Ministro afirma sofrer 'brutal pressão' de ambientalistas

Afif nega ter usado cargo em benefício próprio e diz que até técnicos foram pressionados a não aprovar projeto da obra

Reginaldo Pupo, especial para o Estado / São Sebastião, O Estado de S.Paulo

08 Junho 2013 | 02h04

O ministro Guilherme Afif Domingos afirmou ontem que sofre "uma brutal pressão" de ambientalistas. "Existe um grupo de ambientalistas que pensa apenas no 'meu ambiente' e não quer que nada seja construído." Ele negou ter sugerido verbalmente à Companhia Ambiental do Estado de São Paulo (Cetesb) que acionasse o Instituto de Botânica para realizar estudo técnico que, posteriormente, embasou o pedido de reconsideração que culminou em aprovação do projeto. Também desmentiu que estivesse exercendo cargo público quando participou de reunião na Diretoria de Licenciamento e Gestão Ambiental da Cetesb, em abril de 2010. "Eu já não era mais secretário (de Emprego e Relações do Trabalho). À época, cuidava de negócios particulares. Jamais me utilizaria de cargo público em benefício próprio", disse, lembrando que até técnicos da Cetesb sofreram pressão de ambientalistas para barrar o projeto.
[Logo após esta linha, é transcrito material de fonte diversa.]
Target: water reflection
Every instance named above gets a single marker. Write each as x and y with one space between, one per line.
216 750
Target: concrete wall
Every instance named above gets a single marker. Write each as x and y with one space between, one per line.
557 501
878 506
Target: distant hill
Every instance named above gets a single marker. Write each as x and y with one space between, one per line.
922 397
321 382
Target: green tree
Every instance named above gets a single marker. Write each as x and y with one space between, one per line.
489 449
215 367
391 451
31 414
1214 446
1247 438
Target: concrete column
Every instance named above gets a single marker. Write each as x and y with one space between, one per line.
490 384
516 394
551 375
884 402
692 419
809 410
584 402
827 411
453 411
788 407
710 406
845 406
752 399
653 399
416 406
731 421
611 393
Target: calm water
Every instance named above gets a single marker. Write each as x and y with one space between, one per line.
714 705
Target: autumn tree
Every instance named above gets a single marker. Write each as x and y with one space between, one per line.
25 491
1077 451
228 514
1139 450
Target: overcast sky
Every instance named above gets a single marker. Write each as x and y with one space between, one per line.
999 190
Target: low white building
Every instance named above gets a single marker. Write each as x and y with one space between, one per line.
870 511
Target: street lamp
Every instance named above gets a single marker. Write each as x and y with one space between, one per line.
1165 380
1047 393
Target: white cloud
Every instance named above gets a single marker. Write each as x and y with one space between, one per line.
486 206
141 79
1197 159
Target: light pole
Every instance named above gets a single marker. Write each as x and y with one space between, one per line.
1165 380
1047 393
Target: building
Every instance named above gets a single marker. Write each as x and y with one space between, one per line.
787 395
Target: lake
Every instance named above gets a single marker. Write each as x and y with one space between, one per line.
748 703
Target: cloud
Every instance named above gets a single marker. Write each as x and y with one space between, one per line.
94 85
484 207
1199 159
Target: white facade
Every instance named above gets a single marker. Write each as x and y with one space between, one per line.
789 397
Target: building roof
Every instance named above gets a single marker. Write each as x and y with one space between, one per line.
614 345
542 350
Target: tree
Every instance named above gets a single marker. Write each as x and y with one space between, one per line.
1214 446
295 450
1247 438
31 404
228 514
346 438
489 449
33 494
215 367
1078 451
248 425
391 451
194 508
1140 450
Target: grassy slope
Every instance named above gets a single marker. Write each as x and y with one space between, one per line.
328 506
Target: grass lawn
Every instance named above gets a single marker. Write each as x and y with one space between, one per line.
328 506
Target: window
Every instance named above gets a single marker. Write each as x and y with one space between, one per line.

Edison Kara José, responsável pela KPB Empreendimento Imobiliário Ltda, afirmou que contratará uma empresa para realizar um estudo ciclo sazonal do lençol freático da região e assim atender às recomendações da Justiça. Segundo ele, a promotoria tentou inviabilizar a construção do condomínio ao destacar em sua denúncia a existência de um rio que transformava o local em Área de Preservação Permanente (APP), de vegetação paludosa e com animais em processo de extinção. Mas o empresário ressaltou que o juiz "deixou as portas abertas" para a construção do condomínio. "A própria Justiça sugeriu o estudo e, assim que o concluirmos, poderemos novamente solicitar o licenciamento ambiental. Vamos aguardar o tempo que for necessário."

Kara José informou que o levantamento já havia sido solicitado pela Cetesb. "Mas entendemos, à época, que não havia necessidade. Apresentamos um detalhado estudo do aterro e a Cetesb acabou abrindo mão do levantamento ciclo sazonal. Mas o juiz considerou que o estudo era necessário e, por esse motivo, cancelou o licenciamento."

Demolição. Sobre a demolição da casa do caseiro, determinada pela Justiça de São Sebastião, Kara José, que representa Afif, disse que não conseguiu conversar sobre o assunto com o ministro, mas acredita que ele deverá recorrer da decisão. "A casa não faz parte do projeto, existe desde a década de 1970 e foi utilizada para abrigar os funcionários que trabalharam na abertura da Rodovia Rio-Santos. A casa tem toda a documentação em dia e não provoca nenhum impacto no local."

No ano passado, quando o Ministério Público do Estado instaurou inquérito para investigar a obra, Afif chegou a dizer que, se algum erro fosse diagnosticado, a empresa readequaria o projeto.

Para os responsáveis pelo empreendimento, porém, a área não é irregular, pois não é formada por floresta paludosa. Segundo a KPB Empreendimento Imobiliário Ltda, os técnicos do Instituto de Botânica concluíram que a região é formada por floresta de alta restinga. A vegetação paludosa estaria protegida por uma área de recuo de 30 metros de extensão.